Reinforcing these arguments that we are winning, Martin van Creveld, a military historian at
the Hebrew University of Jerusalem and the author of The Transformation of War relates, "Usama
bin Ladin is almost irrelevant, from an operational point of view. This is one reason why he has to
keep releasing videos."57 Bin Ladin has released 24 recorded messages between 9/11 and the fifth
anniversary of the attack. Further, Caleb Carr, a history professor at Bard College and the author of
The Lessons of Terror, decrees, "They [al Qa’eda] already were a global philosophy, but they used
to have a command structure too. It's like the difference between Marxism and Leninism, and
they're back to just being Marx."58
Regarding the loss of sanctuary, Marc Sageman, author of Understanding Terror Networks
notes, “before 9/11, people attracted to the terrorist cause could come to Afghanistan for
camaraderie, indoctrination, and specific operational training. "Now you can't find al-Qaeda, so it's
difficult to join them, people have to figure out what to do on their own."59 Segman further points
out, “The other part of a battle of ideas is the ability to offer a positive vision, and there al-Qaeda's
15
failure has been complete,” and the shift to…successor groups has made it significantly harder for
terrorists of any provenance to achieve what all of them would like: a "second 9/11," a large-scale
attack on the U.S. mainland that would kill hundreds or thousands of people and terrorize hundreds
of millions.”60
Perhaps most importantly, according to Fallows, the experts are convinced the "nothing will
ever top 9/11," with the obvious exception of terrorists getting hold of a nuclear weapon. But, as he
points out, this is far harder and less likely than the public assumes. For a big, coordinated, nonnuclear attack, "the number of people involved is substantial, the lead time is long, the degree of
coordination is great, and the specific skills you need are considerable. It's not realistic for al-Qaeda
anymore."61 The irony is that al Qa’eda remains focused on spectacular attacks, when smaller
economic targeting would potentially achieve far greater effects in the long term. These softer
targets are more vulnerable and can produce greater cumulative damage.62
What is to be Done - Thoughts on The Way Ahead
Overall, our strategy and approach to countering the Salafi-Jihadist Islamist transnational
terrorism threat is sound, with the exception of our Freedom and democracy agenda. Regarding the
freedom agenda, we must slow the velocity of change in traditional societies. This agenda is
threatening and potentially destabilizing in itself. The freedom agenda is threatening and reduces
international support from regional allies, as well as the critical support of the Islamic masses.

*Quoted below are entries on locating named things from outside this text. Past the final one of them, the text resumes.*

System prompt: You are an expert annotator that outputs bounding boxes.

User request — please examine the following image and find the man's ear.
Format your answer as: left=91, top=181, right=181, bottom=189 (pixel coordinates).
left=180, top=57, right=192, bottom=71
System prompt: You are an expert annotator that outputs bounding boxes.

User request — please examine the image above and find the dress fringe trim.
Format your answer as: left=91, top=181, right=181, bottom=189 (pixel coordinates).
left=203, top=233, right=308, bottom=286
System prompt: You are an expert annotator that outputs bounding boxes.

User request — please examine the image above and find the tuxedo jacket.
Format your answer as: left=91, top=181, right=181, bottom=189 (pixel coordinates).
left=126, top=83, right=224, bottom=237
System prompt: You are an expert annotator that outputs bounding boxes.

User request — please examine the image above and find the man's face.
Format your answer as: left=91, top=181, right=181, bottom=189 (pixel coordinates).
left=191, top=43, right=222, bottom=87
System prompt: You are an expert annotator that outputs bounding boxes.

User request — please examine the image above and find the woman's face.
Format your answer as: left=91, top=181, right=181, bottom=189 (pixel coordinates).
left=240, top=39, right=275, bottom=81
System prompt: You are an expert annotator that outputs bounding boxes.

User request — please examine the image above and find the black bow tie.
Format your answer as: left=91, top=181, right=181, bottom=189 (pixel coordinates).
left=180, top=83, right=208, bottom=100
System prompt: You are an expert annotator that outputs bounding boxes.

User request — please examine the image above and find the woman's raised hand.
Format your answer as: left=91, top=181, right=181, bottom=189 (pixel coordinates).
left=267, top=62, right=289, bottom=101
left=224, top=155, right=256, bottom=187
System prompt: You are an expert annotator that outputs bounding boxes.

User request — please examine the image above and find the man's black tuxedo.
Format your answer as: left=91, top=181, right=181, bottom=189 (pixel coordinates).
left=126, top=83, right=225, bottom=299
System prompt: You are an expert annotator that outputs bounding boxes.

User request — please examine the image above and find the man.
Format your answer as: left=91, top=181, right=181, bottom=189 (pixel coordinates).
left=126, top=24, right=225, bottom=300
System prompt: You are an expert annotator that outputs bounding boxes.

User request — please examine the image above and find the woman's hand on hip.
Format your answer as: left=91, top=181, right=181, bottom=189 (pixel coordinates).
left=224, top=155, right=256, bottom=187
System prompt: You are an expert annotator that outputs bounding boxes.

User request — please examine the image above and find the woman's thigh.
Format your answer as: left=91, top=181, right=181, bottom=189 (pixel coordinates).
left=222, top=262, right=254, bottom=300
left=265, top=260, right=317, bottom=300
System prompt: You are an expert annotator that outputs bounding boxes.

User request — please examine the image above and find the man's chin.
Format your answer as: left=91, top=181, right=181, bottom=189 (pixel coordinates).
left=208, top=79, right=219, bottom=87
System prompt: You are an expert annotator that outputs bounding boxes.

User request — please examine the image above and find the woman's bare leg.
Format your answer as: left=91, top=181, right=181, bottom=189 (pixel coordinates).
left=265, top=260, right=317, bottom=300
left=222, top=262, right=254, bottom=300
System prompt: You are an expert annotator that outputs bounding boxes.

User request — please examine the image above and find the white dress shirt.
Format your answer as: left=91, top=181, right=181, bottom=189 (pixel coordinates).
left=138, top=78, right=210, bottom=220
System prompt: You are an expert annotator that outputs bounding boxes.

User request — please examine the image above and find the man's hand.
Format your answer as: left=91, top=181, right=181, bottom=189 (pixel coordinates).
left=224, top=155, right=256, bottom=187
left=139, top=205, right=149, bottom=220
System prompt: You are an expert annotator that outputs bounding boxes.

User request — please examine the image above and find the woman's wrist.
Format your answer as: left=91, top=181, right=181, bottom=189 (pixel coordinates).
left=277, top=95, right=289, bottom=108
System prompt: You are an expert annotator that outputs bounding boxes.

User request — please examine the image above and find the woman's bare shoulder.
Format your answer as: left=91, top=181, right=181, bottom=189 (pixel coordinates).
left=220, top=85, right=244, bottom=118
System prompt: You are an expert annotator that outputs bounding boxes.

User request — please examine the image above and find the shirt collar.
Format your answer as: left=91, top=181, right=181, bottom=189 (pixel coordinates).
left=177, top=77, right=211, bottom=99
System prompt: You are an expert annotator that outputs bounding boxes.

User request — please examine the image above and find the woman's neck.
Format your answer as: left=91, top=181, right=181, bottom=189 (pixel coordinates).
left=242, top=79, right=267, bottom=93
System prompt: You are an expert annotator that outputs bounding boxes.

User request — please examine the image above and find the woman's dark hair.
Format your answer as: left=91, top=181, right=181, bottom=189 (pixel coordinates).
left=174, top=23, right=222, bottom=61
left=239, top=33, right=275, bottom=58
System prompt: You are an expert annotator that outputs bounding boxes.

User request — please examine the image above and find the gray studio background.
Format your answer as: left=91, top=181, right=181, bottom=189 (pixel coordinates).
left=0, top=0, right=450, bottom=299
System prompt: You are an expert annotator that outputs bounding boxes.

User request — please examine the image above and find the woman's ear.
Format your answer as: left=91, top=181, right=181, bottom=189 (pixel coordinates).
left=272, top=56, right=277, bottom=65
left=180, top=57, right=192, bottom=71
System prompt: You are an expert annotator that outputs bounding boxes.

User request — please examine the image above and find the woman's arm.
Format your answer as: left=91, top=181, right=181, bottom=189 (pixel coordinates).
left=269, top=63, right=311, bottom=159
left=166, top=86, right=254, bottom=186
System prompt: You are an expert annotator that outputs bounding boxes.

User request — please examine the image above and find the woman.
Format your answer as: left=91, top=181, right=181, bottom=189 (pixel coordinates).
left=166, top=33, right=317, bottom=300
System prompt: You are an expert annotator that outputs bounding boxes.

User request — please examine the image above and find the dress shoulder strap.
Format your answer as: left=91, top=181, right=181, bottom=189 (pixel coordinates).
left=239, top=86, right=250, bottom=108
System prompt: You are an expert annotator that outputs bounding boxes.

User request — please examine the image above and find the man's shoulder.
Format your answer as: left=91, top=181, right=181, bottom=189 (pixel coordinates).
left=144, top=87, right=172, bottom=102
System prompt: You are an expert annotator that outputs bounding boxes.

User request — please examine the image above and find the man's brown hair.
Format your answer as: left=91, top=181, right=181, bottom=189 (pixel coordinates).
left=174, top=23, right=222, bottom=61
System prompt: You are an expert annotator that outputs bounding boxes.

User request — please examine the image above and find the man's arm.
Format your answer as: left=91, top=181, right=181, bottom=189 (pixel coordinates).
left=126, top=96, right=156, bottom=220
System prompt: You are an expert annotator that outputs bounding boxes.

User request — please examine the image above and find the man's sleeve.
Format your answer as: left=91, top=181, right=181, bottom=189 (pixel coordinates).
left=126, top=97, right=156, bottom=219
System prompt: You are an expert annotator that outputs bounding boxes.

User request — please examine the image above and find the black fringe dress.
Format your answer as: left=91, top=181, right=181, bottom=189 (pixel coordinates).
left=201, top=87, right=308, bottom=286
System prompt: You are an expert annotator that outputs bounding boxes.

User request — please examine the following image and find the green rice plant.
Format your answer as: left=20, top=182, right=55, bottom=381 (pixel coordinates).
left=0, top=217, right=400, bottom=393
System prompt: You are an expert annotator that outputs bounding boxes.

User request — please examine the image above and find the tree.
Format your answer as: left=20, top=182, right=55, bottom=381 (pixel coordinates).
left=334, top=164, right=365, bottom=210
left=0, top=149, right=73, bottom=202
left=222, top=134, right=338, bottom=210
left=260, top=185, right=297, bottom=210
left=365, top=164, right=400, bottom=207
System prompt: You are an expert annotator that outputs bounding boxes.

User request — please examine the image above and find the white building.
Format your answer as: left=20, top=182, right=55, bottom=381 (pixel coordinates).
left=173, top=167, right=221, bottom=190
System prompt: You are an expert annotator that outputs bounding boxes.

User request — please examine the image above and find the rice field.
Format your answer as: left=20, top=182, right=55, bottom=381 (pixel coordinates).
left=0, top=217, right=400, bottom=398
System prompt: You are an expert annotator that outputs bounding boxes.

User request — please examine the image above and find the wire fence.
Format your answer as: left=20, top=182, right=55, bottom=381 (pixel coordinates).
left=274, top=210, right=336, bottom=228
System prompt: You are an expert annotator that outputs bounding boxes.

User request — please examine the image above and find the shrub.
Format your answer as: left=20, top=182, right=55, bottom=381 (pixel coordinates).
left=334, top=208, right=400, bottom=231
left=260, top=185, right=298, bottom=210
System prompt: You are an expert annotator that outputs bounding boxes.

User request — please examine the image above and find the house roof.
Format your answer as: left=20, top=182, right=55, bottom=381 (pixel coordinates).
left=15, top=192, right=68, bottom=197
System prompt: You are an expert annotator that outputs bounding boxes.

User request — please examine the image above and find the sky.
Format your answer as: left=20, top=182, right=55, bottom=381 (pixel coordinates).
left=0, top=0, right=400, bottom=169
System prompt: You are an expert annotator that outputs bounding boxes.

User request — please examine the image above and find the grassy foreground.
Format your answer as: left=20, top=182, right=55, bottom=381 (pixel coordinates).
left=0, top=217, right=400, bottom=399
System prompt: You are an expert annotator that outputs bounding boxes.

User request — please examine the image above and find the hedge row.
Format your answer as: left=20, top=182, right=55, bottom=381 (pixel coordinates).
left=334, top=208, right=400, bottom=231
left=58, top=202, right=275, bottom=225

Further, the Freedom Agenda under-appreciates the theological underpinnings of the Salafi-Jihadi
threat. Mitigating the deplorable socio-economic and political conditions in the Islamic world,
however noble, is unlikely to obviate the Jihadi threat. The primary reason is that the Salafi-Jihadist
world view directly opposes the intercession of any secular government or political institution
between the Ummah and Allah. The Jihadists are not interested in earthly political power. They are
opposed to any intervention by “infidels” into their perceived domain to resolve their socio-
16
economic problems. Even mainstream Muslims distrust the United States, and oppose our
intervention into their affairs, particularly when it supplants the existing tribal and traditional order.

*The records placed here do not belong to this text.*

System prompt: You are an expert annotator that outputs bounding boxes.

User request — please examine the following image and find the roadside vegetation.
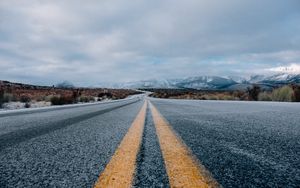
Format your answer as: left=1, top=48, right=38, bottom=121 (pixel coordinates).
left=0, top=81, right=141, bottom=109
left=147, top=85, right=300, bottom=102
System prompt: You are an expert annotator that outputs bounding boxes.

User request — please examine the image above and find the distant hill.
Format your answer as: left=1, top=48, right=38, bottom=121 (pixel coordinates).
left=114, top=73, right=300, bottom=90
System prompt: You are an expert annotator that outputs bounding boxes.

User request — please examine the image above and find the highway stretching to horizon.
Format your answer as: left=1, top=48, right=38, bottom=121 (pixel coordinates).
left=0, top=95, right=300, bottom=188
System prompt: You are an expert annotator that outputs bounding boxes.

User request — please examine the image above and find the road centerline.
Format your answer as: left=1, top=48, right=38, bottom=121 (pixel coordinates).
left=149, top=102, right=220, bottom=187
left=94, top=101, right=147, bottom=188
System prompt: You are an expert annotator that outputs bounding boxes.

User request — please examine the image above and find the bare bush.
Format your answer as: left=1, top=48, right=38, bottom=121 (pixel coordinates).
left=51, top=95, right=75, bottom=105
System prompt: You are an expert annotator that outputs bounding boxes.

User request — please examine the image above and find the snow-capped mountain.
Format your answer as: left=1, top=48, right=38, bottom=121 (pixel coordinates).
left=110, top=73, right=300, bottom=90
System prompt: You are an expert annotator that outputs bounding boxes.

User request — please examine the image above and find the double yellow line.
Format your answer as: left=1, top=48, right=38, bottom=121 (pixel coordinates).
left=95, top=101, right=219, bottom=188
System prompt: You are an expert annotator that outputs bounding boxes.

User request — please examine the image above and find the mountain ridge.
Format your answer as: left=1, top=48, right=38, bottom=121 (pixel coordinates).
left=114, top=73, right=300, bottom=90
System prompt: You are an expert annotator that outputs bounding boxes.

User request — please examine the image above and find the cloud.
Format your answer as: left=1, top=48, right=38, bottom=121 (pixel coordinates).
left=0, top=0, right=300, bottom=85
left=269, top=63, right=300, bottom=74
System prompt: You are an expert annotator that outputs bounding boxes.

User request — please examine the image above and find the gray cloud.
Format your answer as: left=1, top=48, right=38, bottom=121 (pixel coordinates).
left=0, top=0, right=300, bottom=85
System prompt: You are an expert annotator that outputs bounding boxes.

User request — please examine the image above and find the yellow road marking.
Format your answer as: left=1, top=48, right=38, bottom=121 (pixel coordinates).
left=150, top=103, right=219, bottom=188
left=94, top=101, right=147, bottom=188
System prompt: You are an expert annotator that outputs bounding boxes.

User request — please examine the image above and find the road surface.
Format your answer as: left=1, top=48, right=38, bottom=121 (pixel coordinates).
left=0, top=96, right=300, bottom=188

On the other hand, non-military assistance during natural and manmade disasters receives a much
more favorable response, as indicated by our recent humanitarian aid efforts following the Tsunami
in Southeast Asia and earthquake relief in Afghanistan.

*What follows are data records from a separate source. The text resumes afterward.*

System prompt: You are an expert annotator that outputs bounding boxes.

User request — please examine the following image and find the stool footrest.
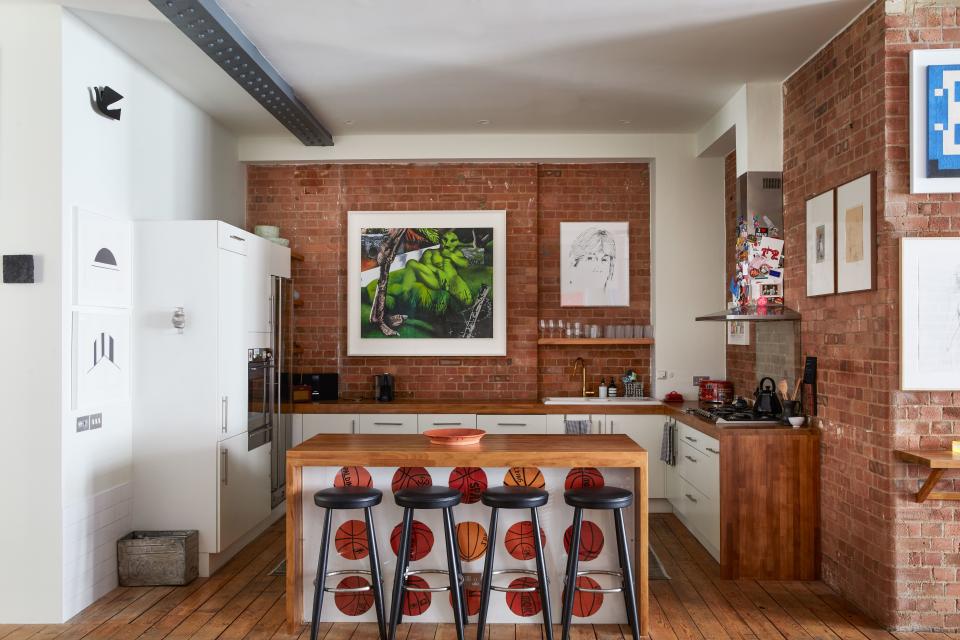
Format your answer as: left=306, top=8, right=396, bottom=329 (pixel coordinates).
left=403, top=569, right=463, bottom=593
left=490, top=569, right=550, bottom=593
left=563, top=569, right=624, bottom=593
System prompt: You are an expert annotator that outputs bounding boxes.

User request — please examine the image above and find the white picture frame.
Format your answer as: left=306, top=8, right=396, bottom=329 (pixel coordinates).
left=560, top=222, right=630, bottom=307
left=836, top=173, right=876, bottom=293
left=900, top=238, right=960, bottom=391
left=73, top=207, right=133, bottom=308
left=910, top=49, right=960, bottom=193
left=806, top=190, right=836, bottom=298
left=347, top=210, right=507, bottom=356
left=71, top=310, right=132, bottom=410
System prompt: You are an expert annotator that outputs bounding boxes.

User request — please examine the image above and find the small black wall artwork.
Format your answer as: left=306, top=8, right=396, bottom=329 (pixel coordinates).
left=3, top=255, right=35, bottom=284
left=74, top=208, right=132, bottom=308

As discussed, the experts are convinced we are achieving great success against al Qa'eda,
when you look at what they have lost since 9/11, and their inability to achieve anything
constructive. A Third Caliphate has been reduced to a ridiculous notion at this point. For that
matter, moderate Arabs are repulsed by the vicious operations and tactics al Qa’eda and its
followers have employed. While moderate Muslims appear at times gleeful when the attacks are
executed against US and European targets, it is clear they would not want their children to be
Salafi-Jihadists or want an Islamic state like the Taliban offered.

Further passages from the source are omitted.